The Crucible introduces a community full
of underlying personal grudges. Religion pervades every aspect of
life, but it is a religion that lacks a ritual outlet to manage
emotions such as anger, jealousy, or resentment. By 1692,
Salem has become a fairly established community, removed from its
days as an outpost on a hostile frontier. Many of the former dangers
that united the community in its early years have lessened, while
interpersonal feuds and grudges over property, religious offices,
and sexual behavior have begun to simmer beneath the theocratic
surface. These tensions, combined with the paranoia about supernatural
forces, pervade the town’s religious sensibility and provide the
raw materials for the hysteria of the witch trials.
On the surface, Parris appears to be an anxious, worried
father. However, if we pay close attention to his language, we find
indications that he is mainly worried about his reputation, not
the welfare of his daughter and their friends. He fears that Abigail,
Betty, and the other girls were engaging in witchcraft when he caught
them dancing, and his first concern is not the endangerment of their
souls but the trouble that the scandal will cause him. It is possible—and likely,
from his point of view—that members in the community would make
use of a moral transgression to ruin him. Parris’s anxiety about
the insecurity of his office reveals the extent to which conflicts
divide the Salem community. Not even those individuals who society
believes are invested with God’s will can control the whim of the
populace.
The idea of guilt by association is central to the events
in The Crucible, as it is one of the many ways
in which the private, moral behavior of citizens can be regulated.

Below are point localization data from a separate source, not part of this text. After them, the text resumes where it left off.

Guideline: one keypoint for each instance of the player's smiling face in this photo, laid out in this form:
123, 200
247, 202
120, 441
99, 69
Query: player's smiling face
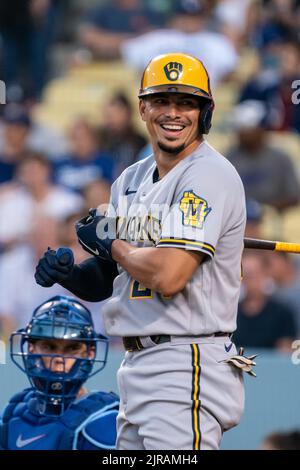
172, 120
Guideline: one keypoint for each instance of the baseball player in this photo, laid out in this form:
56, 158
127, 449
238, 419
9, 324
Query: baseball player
168, 253
58, 350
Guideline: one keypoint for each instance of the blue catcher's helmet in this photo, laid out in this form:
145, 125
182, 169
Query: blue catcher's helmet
60, 318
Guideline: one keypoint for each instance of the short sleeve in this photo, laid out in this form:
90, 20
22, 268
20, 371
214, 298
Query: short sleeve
203, 203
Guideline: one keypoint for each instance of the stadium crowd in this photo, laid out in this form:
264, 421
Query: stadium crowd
51, 175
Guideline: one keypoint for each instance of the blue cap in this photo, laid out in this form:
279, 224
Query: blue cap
254, 211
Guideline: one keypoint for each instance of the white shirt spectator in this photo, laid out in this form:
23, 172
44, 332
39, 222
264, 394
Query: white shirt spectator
18, 209
233, 13
20, 294
213, 49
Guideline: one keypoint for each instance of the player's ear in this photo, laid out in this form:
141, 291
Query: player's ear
142, 108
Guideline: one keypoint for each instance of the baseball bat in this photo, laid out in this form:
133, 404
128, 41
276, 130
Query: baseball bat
64, 256
271, 245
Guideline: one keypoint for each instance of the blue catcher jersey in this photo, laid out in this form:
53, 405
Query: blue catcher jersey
88, 424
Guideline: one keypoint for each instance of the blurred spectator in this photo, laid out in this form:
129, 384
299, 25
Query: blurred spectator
86, 162
273, 86
267, 173
19, 293
282, 441
262, 322
31, 195
285, 273
19, 131
15, 134
27, 30
118, 134
97, 194
254, 219
187, 31
108, 26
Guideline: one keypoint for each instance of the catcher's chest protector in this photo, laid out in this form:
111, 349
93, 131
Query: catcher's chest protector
89, 423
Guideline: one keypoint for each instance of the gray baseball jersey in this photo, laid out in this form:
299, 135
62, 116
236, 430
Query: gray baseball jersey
199, 205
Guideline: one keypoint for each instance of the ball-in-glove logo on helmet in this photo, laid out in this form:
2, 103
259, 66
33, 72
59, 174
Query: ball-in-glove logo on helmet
173, 70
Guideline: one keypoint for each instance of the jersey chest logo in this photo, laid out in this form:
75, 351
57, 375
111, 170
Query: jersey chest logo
25, 442
194, 209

An individual must fear that the sins of his or her friends and
associates will taint his or her own name. Therefore, the individual
is pressured to govern his or her private relationships according
to public opinion and public law. To solidify one’s good name, it
is necessary to publicly condemn the wrongdoing of others. In this
way, guilt by association also reinforces the publicization of private
sins. Even before the play begins, Abigail’s increasingly questionable
reputation, in light of her unexplained firing by the upright Elizabeth
Proctor, threatens her uncle Parris’s tenuous hold on power and
authority in the community. The allegations of witchcraft only render
her an even greater threat to him.
Putnam, meanwhile, has his own set of grudges against
his fellow Salemites. A rich man from an influential Salem family,
he believes that his status grants him the right to worldly success.
Yet he has been thwarted, both in his efforts to make his brother-in-law
minister, and in his family life, where his children have all died
in infancy. Putnam is well positioned to use the witch trials to
express his feelings of persecution and undeserved failure, and
to satisfy his need for revenge. His wife feels similarly wronged—like
many Puritans, she is all too willing to blame the tragic deaths
of her children on supernatural causes—and seeks similar retribution
for what she perceives as the malevolent doings of others.